Phoenix, Mesa, Scottsdale, Chandler, San Tan Valley, Queen Creek, Fountain Hills, Gilbert, Tempe, Glendale, Cave Creek, Tuscon
Our Junior Division is designed to teach of our shooters how to properly handle firearms during a safety oriented class.
Hunting and target shooting are among the safest of all sports.
You can help meet this responsibility by enrolling in hunter safety or shooting safety courses. You must constantly stress safety when handling firearms, especially to children and non-shooters. Beginners, in particular, must be closely supervised when handling firearms with which they may not be acquainted.
Don't be timid when it comes to gun safety. If you observe anyone violating any safety precautions, you have an obligation to insist on safer handling practices, such as those on this Web site.
Please click the links above and follow the safety procedures outlined. Develop safe shooting habits,
When using or storing a gun, always follow these NRA rules:
Know your target and what is beyond.
Be absolutely sure you have identified your target beyond any doubt. Equally important, be aware of the area beyond your target. This means observing your prospective area of fire before you shoot. Never fire in a direction in which there are people or any other potential for mishap. Think first. Shoot second.
Know how to use the gun safely.
Before handling a gun, learn how it operates. Know its basic parts, how to safely open and close the action and remove any ammunition from the gun or magazine. Remember, a gun's mechanical safety device is never foolproof. Nothing can ever replace safe gun handling.
Be sure the gun is safe to operate.
Just like other tools, guns need regular maintenance to remain operable. Regular cleaning and proper storage are a part of the gun's general upkeep. If there is any question concerning a gun's ability to function, a knowledgeable gunsmith should look at it.
Use only the correct ammunition for your gun.
Only BBs, pellets, cartridges or shells designed for a particular gun can be fired safely in that gun. Most guns have the ammunition type stamped on the barrel. Ammunition can be identified by information printed on the box and sometimes stamped on the cartridge. Do not shoot the gun unless you know you have the proper ammunition.
Wear eye and ear protection as appropriate.
Guns are loud and the noise can cause hearing damage. They can also emit debris and hot gas that could cause eye injury. For these reasons, shooting glasses and hearing protectors should be worn by shooters and spectators.

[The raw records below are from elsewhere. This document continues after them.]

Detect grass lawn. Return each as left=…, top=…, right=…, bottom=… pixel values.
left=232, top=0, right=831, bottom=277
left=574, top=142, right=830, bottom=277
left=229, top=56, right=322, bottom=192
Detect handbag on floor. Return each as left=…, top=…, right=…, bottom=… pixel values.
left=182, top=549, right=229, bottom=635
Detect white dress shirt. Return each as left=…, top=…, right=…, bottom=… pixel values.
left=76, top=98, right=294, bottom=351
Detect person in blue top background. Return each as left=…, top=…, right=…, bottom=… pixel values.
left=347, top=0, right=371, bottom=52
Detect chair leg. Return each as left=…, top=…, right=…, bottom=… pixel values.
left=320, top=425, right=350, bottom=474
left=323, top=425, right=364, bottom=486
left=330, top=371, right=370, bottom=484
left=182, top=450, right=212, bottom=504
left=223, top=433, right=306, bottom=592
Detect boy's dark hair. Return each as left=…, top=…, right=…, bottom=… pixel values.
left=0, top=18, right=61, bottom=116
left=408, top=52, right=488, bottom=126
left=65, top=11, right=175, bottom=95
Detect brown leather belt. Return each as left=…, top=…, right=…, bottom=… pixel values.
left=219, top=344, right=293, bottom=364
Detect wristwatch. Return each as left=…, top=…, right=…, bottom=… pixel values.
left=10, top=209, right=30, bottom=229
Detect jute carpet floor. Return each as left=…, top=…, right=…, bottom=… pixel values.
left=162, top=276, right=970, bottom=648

Never use drugs or alcohol before or while shooting.
Alcohol, as well as any other substance likely to impair normal mental or physical bodily functions, must not be used before or while handling or shooting guns.
Store guns so they are not accessible to unauthorized persons.
Many factors must be considered when deciding where and how to store guns. A person's particular situation will be a major part of the consideration. Dozens of gun storage devices, as well as locking devices that attach directly to the gun, are available. However, mechanical locking devices, like the mechanical safeties built into guns, can fail and should not be used as a substitute for safe gun handling and the observance of all gun safety rules.
Be aware that certain types of guns and many shooting activities require additional safety precautions.
Regular cleaning is important in order for your gun to operate correctly and safely. Taking proper care of it will also maintain its value and extend its life. Your gun should be cleaned every time that it is used.